Gov. Cooper has taken first steps on clean energy. Now, he must do more.
With Earth Day around the corner, solutions for our environment are in the spotlight.
Climate change is the biggest threat to North Carolina’s environment and we’ve already seen the devastating impacts of increased flooding and stronger storm events. We still have time to avoid the worst of climate change, but we need to start making changes now. The solutions, many of which our Gov. Roy Cooper supports, would not only help solve climate change, but also make our lives better.
Earlier this month, the United Nations’ Intergovernmental Panel on Climate Change (IPCC) released its latest report on what needs to be done to dramatically reduce greenhouse gas emissions. One of the report’s most critical findings has been undersold: “We have options in all sectors [of the economy] to at least halve emissions by 2030.”
We need to accelerate how quickly we adopt these solutions, but the world’s foremost climate change authority has confirmed that we have the capability to drastically reduce emissions fast enough to avoid catastrophic climate change.
North Carolina’s governor has seen the reports and the science and believes that North Carolina can play a role in combating climate change.
Since the beginning of his tenure, Cooper has been working to tackle climate change and build a clean energy economy. In 2018, he enacted Executive Order 80 which “laid out goals for the state to strive to accomplish by 2025 to reduce statewide greenhouse gas emissions.”

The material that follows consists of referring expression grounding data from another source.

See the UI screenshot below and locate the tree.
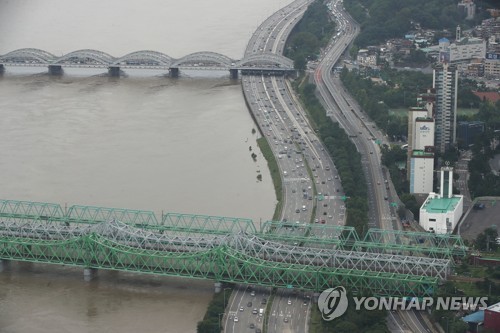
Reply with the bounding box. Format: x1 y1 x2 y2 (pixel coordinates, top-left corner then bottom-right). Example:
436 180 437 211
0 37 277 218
475 227 499 251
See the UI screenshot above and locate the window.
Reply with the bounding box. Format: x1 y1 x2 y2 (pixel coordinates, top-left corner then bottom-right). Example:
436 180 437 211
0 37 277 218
429 218 436 222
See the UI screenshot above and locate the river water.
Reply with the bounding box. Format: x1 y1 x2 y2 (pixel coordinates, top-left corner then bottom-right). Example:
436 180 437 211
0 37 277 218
0 0 291 331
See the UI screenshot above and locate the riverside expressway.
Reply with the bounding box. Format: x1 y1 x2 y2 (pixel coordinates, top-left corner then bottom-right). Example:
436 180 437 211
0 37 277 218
224 0 348 332
313 1 438 332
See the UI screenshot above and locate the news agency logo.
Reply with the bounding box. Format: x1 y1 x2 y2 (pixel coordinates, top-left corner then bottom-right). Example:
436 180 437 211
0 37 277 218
420 125 430 131
318 286 489 321
317 286 349 321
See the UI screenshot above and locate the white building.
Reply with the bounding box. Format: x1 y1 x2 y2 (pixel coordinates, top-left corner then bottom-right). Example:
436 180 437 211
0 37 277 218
457 0 476 20
449 37 486 63
414 118 435 150
419 167 464 234
410 150 434 194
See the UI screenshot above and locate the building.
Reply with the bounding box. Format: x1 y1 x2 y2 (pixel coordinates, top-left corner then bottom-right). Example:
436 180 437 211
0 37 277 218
433 63 458 153
457 0 476 20
419 166 464 234
356 49 377 67
485 302 500 332
448 37 486 63
484 52 500 78
414 118 435 149
457 121 485 147
410 150 434 194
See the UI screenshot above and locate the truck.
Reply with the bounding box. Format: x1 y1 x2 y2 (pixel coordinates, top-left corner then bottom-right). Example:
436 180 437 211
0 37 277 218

Cooper also created the Climate Change Interagency Council to prioritize climate goals across each of his agencies. Executive Order 80 was an excellent first step and Cooper has worked hard to slash carbon emissions in North Carolina. In 2021, he followed this order with House Bill 951, which was a bipartisan law addressing the Utilities Commission’s requirements to meet the updated statewide goals, and in 2022, Executive Order 246 strengthened the original statewide goal to “a 50% reduction in carbon emissions from 2005 levels by 2030 and achieving net-zero greenhouse gas emissions no later than 2050.”
These are science based-targets in line with what the UN’s Intergovernmental Panel on Climate Change says is necessary to keep global warming to 1.5 degrees Celsius and avert catastrophe.
The IPCC report identifies energy as a critical economic sector in need of rapid decarbonization. As a country, and as a state, we have the solutions at our fingertips. We need to stop relying on dirty fossil fuels and we need to make smarter, more sustainable energy choices as we move into the future.
Cooper’s time in office has pushed North Carolina into a position where the state can make those decisions and we are slowly seeing that effort come to fruition with bipartisan legislation becoming law.
Cooper is on the right path, but there is more that needs to be done to reduce North Carolina’s contribution to climate change.
North Carolina has relied on dirty fossil fuels for too long and we need to see action happening now to meet these ambitious climate goals. We have a huge potential in renewable energies and we need to take advantage of those resources to stop climate change in its tracks.
Transitioning to renewable sources of energy, and using less energy altogether, will not only help us reduce climate emissions, but will also help save money and reduce pollution.
The governor has done a lot to ensure a clean future, but at the end of the day, more action needs to happen to reach our goals. He can lock in a cleaner future by ramping up North Carolina’s investment in wind and solar energy today.